Sadie reached for the bag of chips again just as her phone went off with a text from the Canvas Shop letting her know her next client was in.


She stood. “Sorry, gotta get to work.” She hugged Addie, and then on second thought hugged her sister, her mom, and her aunt too, even though the Lanes weren’t exactly the hugging type. Stepping back, she let out a breath, officially hugged out for the rest of the year. She was halfway out the door of the bridal shop when she heard her mom.

“But seriously, what about Sadie—?”

She couldn’t hear the rest of the question, but chances were that it was a valid one. No one ever knew what to do with her.

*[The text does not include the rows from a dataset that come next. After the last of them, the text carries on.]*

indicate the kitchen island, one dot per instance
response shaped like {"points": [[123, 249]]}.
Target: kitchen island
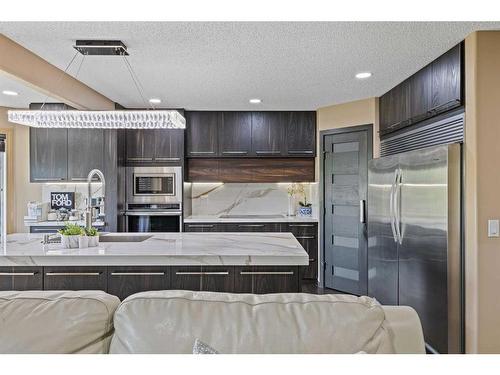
{"points": [[126, 263]]}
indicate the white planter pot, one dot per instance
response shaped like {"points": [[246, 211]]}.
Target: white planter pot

Three minutes later, Sadie entered the Canvas Shop. Rocco gave a jerk of his head to the back room. His version of asking her to talk for a minute.

She followed him.

He leaned back against a counter and stared at her. His black hair was wild as always and months past needing a cut. His jeans were torn up, his kickass boots battered, his T-shirt advertised his own shop, and his expression was dialed to Cranky Ass. Unlike Sadie, who only had a few very strategically placed tattoos, Rocco was inked from head to toe. Tattoos gave a history, a road map so to speak. There were prison tats. Russian tats. Drunken tats . . . Every one of them told a story and Rocco had started young.

Not Sadie. After high school, she hadn’t been able to get an apprenticeship with a tattoo artist, so she’d gotten her esthetician license instead and started doing permanent makeup instead, working at a spa that did a lot of pro bono work for cancer patients.

It’d been eye-opening. What she’d heard most often was the devastation of dealing with the aftermath and recovery, including surgical scars.

When she’d finally gotten a chance to become an apprentice at Rocco’s tattoo shop, she’d jumped on it. She’d worked under him for three years, doing whatever work Rocco had given her before getting her own clients, and she’d made her own niche. Because unlike anyone else in their shop, she specialized in covering scars.

Rocco was only five years older than her, but besides being her boss, he also considered himself her protector and her very nosy older brother.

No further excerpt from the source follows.